Parts of southern Madagascar are under the worst drought conditions since at least 1981. The region is now in its fifth year of drought which wiped out harvests and hampered access to food. In three months to January 2021, there was less than 50% of the normal quantity of rainfall. In addition, up to 60% of harvests are expected to be lost in the coming months.
Southern Madagascar recorded another below-average cumulative rainfall this season, particularly in the Alaotra Mangoro, Analamanga, Haute Matsiatra, and Ihorombe regions.
This is the fifth below-average rainy season reported in southern Madagascar in the last six years, with the Grand Sud affected by its most severe drought since 1981.
The worst affected are children and women, with three out of four children quitting school, mostly to help their parents forage for food.
As of May 12, there are at least 70 000 children who are acutely malnourished and the number is rising daily, Welthungerhilfe (WHH) reports.
If rapid emergency assistance is not provided, there is a risk that the famine will spread, endangering the lives of up to a million people, WHH said.
Marlene Müller, WHH Programme Director described the situation in the south as dramatic.
"Our colleagues in the south report that some fields have turned to dust and sand because of the lack of rain," said Müller.

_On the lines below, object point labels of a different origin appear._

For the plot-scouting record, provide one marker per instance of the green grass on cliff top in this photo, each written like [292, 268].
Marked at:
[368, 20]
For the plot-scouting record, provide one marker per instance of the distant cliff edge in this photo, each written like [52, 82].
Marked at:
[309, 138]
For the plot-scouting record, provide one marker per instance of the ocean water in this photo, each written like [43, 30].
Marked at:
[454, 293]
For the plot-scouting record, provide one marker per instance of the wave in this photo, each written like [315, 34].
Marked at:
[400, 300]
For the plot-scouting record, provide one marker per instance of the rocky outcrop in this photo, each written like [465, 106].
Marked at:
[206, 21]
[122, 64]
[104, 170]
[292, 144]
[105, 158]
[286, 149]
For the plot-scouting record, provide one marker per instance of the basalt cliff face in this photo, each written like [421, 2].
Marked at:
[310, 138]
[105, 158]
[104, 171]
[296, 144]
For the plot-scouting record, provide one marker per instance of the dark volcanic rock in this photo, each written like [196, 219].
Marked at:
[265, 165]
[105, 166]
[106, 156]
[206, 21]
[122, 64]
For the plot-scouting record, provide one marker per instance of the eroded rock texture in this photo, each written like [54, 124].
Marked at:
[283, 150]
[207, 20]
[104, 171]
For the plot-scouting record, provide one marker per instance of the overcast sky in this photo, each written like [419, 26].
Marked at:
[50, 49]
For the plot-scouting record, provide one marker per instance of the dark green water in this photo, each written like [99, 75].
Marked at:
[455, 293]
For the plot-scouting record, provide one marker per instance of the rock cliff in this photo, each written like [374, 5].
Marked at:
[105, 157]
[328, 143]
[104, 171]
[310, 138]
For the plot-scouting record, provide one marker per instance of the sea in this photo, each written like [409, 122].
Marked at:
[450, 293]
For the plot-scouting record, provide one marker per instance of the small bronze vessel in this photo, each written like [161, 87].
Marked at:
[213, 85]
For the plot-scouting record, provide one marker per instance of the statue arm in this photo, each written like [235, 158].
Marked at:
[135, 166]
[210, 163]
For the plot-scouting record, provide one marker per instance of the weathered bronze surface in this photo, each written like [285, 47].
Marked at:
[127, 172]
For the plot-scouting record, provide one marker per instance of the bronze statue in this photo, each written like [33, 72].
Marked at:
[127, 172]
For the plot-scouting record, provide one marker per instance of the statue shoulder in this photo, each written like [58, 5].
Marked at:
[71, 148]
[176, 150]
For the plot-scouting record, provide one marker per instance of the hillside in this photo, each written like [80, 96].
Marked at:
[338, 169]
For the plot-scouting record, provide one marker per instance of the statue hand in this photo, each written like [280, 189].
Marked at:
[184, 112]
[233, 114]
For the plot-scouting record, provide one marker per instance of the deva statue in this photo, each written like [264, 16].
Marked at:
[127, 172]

"The small farmers normally harvest their crops at this time of year to feed their families. Instead, the children must go hungry because they are not getting enough to eat. People are feeding on leaves, berries, and locusts. The small farming families have no way to get enough healthy food, or to earn an income."
"They have no reserves left. Without rapid assistance from outside, they are threatened by starvation."
Over the past six years — 2015/16 – 2020/21 — southern Madagascar has experienced five below-average rainy seasons. The past two consecutive below-average seasons have led to a severe reduction in staple food production and declined livestock herd size and body condition, FEWS reported.